The following code makes the heatmap with additional tracks. The plot is a combination
of two heatmaps and three row annotations. Don’t be scared by the massive number
of arguments. If you have been using **ComplexHeatmap** for more than a week, I believe
you’ve already get used to it :).

```
library(ComplexHeatmap)
ht_opt$TITLE_PADDING = unit(c(4, 4), "points")
ht_list = Heatmap(num_mat, name = "mat", col = colorRamp2(c(-1, 0, 1), c("green", "white", "red")),
row_split = chr, cluster_rows = FALSE, show_column_dend = FALSE,
column_split = subgroup, cluster_column_slices = FALSE,
column_title = "numeric matrix",
top_annotation = HeatmapAnnotation(subgroup = subgroup, annotation_name_side = "left"),
row_title_rot = 0, row_title_gp = gpar(fontsize = 10), border = TRUE,
row_gap = unit(0, "points")) +
Heatmap(char_mat, name = "CNV", col = c("gain" = "red", "loss" = "blue"),
border = TRUE, column_title = "character matrix") +
rowAnnotation(label = anno_mark(at = at, labels = labels)) +
rowAnnotation(pt = anno_points(v, gp = gpar(col = 4:5), pch = c(1, 16)),
width = unit(2, "cm")) +
rowAnnotation(bar = anno_barplot(v[, 1], gp = gpar(col = ifelse(v[ ,1] > 0, 2, 3))),
width = unit(2, "cm"))
draw(ht_list, merge_legend = TRUE)
```

It is easy to make the arrangement of heatmaps vertical (use `%v%`

to concatenate
heatmaps!).

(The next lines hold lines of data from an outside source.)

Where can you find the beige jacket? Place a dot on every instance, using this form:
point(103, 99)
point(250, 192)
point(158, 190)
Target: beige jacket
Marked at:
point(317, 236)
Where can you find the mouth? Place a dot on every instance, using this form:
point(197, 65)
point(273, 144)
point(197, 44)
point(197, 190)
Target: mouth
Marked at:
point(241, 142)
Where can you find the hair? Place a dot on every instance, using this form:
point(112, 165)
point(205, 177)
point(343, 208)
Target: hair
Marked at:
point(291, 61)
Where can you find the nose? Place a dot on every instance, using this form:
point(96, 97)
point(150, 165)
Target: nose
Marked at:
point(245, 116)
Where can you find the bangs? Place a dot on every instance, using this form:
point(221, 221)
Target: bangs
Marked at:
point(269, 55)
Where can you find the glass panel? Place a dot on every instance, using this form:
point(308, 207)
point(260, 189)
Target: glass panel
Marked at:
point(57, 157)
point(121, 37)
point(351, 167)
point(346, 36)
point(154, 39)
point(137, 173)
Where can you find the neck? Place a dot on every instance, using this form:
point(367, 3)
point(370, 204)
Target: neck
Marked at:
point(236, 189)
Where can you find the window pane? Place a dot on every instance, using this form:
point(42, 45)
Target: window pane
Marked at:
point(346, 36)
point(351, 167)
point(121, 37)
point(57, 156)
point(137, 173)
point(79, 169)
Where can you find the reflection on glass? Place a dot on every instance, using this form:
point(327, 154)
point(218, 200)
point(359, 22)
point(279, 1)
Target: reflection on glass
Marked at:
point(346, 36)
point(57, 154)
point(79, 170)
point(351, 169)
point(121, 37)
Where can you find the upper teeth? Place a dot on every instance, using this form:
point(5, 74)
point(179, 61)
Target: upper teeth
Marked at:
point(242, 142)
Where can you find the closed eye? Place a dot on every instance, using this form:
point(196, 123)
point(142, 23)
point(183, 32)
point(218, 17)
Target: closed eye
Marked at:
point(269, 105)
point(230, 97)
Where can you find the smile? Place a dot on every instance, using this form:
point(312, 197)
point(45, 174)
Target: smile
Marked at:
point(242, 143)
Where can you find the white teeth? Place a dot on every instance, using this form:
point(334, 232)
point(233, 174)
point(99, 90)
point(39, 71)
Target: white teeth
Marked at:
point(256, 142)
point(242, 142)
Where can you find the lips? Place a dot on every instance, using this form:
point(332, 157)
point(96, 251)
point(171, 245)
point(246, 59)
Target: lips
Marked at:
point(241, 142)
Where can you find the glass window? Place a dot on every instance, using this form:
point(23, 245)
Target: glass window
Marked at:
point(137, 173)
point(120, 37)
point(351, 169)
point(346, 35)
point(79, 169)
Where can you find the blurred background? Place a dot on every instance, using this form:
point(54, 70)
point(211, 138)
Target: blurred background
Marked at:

Just carefully switch the row-related parameters and
column-related parameters. Here I additinally adjust the legends to make them
look nicer in the plot.

Note I use a trick to arrange the chromosome names. Since the chromosome names will
overlap for small chromosomes, I simply add `\n`

before or after for the neighbour chromosome names
(see how I set `column_title`

argument in the first heatmap).

```
ht_list = Heatmap(t(num_mat), name = "mat", col = colorRamp2(c(-1, 0, 1), c("green", "white", "red")),
column_split = chr, cluster_columns = FALSE, show_row_dend = FALSE,
row_split = subgroup, cluster_row_slices = FALSE,
row_title = "numeric matrix",
left_annotation = rowAnnotation(subgroup = subgroup, show_annotation_name = FALSE,
annotation_legend_param = list(
subgroup = list(direction = "horizontal", title_position = "lefttop", nrow = 1))),
column_title_gp = gpar(fontsize = 10), border = TRUE,
column_gap = unit(0, "points"),
column_title = ifelse(1:22 %% 2 == 0, paste0("\n", chr_level), paste0(chr_level, "\n")),
heatmap_legend_param = list(direction = "horizontal", title_position = "lefttop")) %v%
Heatmap(t(char_mat), name = "CNV", col = c("gain" = "red", "loss" = "blue"),
border = TRUE, row_title = "character matrix",
heatmap_legend_param = list(direction = "horizontal", title_position = "lefttop", nrow = 1)) %v%
HeatmapAnnotation(label = anno_mark(at = at, labels = labels, side = "bottom")) %v%
HeatmapAnnotation(pt = anno_points(v, gp = gpar(col = 4:5), pch = c(1, 16)),
annotation_name_side = "left", height = unit(2, "cm")) %v%
HeatmapAnnotation(bar = anno_barplot(v[, 1], gp = gpar(col = ifelse(v[ ,1] > 0, 2, 3))),
annotation_name_side = "left", height = unit(2, "cm"))
draw(ht_list, heatmap_legend_side = "bottom", merge_legend = TRUE)
```

This is a new feature of **ComplexHeatmap**. If you have any comment on `average_in_window()`

function
or on this post, I am very happy to listen!